Tears blurred my vision as my fingers found the button on the rim of the glasses, but something stopped me from pressing it.

Corbin stood in front of me, love shining in his eyes, bloody, black with soot, sweaty and dirty and covered in grime.

I’ve never seen any man so handsome. “You’re leaving too, right?”

“No,” he said, nodding his head toward the town. The fire had reached the outskirts of it, and I knew without a doubt that we would not be able to save it.

“There’s still Holder and the townspeople to see to. I’ll help with them, first, then leave the game and shut down the server so Paul can’t do anything until I can run some diagnostics and figure out what he’s programmed into it.”

I looked from him to the bound bodies of the pirates who lay trussed up before us on the deck. I wanted out of there, but it didn’t seem right to leave Corbin with everything.

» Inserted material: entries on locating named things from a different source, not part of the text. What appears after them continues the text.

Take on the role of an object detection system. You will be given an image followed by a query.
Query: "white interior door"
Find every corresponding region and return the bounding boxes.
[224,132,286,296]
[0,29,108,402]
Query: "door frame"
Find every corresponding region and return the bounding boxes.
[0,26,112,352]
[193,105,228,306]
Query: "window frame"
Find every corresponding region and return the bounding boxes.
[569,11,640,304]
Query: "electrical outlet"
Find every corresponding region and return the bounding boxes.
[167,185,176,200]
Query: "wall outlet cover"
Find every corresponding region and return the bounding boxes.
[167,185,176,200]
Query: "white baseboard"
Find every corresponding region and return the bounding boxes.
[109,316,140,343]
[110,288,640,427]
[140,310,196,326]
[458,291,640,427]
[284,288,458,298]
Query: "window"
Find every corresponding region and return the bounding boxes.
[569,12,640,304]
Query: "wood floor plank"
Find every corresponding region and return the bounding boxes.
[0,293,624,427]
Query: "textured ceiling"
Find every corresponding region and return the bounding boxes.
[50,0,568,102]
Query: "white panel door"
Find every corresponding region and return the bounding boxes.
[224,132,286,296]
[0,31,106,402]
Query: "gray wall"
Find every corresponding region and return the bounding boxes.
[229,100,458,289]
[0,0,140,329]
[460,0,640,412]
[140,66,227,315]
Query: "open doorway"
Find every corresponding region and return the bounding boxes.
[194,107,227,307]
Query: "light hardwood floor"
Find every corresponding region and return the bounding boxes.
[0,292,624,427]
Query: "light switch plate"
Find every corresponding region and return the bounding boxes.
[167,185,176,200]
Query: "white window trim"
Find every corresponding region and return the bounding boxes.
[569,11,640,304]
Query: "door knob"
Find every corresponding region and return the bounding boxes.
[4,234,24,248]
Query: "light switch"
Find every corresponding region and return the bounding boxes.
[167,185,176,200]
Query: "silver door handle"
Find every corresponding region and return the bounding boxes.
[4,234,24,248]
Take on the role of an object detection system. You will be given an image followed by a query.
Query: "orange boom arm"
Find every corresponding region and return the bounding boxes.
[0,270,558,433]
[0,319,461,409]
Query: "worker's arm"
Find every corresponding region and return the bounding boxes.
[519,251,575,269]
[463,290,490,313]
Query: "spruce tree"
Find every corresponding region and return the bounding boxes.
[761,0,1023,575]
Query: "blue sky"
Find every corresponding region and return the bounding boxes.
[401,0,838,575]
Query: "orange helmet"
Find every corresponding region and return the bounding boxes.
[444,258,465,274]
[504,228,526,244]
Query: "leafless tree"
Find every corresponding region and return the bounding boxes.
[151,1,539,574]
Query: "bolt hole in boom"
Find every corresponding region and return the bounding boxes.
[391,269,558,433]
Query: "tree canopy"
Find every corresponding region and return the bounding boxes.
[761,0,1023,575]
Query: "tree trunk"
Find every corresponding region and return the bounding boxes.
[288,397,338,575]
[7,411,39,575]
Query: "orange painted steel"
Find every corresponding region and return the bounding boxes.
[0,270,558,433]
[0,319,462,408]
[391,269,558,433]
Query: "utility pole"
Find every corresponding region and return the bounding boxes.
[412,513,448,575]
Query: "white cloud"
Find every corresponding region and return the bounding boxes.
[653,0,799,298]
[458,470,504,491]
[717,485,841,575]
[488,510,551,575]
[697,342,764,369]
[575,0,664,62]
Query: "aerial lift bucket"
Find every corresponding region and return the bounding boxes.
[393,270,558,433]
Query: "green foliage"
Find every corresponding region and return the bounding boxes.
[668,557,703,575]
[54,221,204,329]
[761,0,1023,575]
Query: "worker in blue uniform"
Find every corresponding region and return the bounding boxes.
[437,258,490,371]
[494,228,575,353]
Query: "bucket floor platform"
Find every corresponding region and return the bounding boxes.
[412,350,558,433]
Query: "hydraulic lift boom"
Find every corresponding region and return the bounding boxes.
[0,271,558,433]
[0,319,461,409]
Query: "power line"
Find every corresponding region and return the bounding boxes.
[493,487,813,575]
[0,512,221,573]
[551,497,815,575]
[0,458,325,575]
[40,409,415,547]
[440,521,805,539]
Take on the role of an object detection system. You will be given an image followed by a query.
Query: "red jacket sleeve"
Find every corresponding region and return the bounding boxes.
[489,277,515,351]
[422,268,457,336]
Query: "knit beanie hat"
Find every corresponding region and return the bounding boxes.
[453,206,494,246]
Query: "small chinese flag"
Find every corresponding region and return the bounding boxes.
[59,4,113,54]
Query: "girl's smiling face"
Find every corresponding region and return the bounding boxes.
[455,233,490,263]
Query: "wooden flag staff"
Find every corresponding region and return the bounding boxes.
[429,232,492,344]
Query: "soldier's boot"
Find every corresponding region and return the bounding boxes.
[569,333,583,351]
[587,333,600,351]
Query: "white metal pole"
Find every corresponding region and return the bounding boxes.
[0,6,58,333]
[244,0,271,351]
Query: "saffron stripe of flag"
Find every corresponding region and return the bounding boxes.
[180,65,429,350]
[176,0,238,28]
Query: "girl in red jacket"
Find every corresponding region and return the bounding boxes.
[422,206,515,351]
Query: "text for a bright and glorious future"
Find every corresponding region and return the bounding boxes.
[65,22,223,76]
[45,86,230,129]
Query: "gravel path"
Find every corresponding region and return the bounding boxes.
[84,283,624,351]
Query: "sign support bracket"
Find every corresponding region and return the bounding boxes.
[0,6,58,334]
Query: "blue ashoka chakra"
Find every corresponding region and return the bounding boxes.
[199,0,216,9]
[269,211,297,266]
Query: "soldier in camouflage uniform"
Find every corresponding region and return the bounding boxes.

“Sweetheart, go ahead and leave.” Corbin pulled me into a gentle embrace, his eyes as bright as mercury in the lantern light. His thumb brushed over my lower lip. “You know I’ll find you as soon as I get things taken care of here. I’m not about to let you go now.”

“Good, because if you did, I’d just have to hunt you down and challenge you to another duel,” I answered, brushing my lips against his. “I love you, Corbin.”

“Sweet words from such a bloodthirsty—and bloody— pirate,” he answered, giving me a proper kiss. “But ones I’ll hold you to. Go along, now. I’ll be with you as soon as I can.”

I smiled. “Oh, what’s another half hour or so? Let’s go find Holder and my people. We have an island to restore, and a new governor’s mansion to build.

And I’m not about to let just anyone do that! A captain has to have some standards, you know.”

He swatted me on my behind as I sashayed past him, but I smiled, happy, relieved, and so madly in love, I couldn’t possibly imagine how anything could ruin my happiness.

Sometimes I show a distinct lack of foresight.

Chapter 27

I don’t think much of our profession, but, contrastedwith respectability, it is comparatively honest.

—Ibid, Act I

“Are you ready?” Corbin asked two days later.

I looked around at the people of the town as they bustled around with the full extent of Corbin’s crew and the men from Bart’s that we’d rounded up and put to work. Hammers pounded, saws bit into wood, and voices murmured a happy chorus as the rebuilding of the town was well under way.

“I guess. Although now that it’s come down to it, I feel almost sad about leaving.”

He grinned at me. “And here I thought you’d be so sick of the world that you’d never want to step virtual foot in it again.”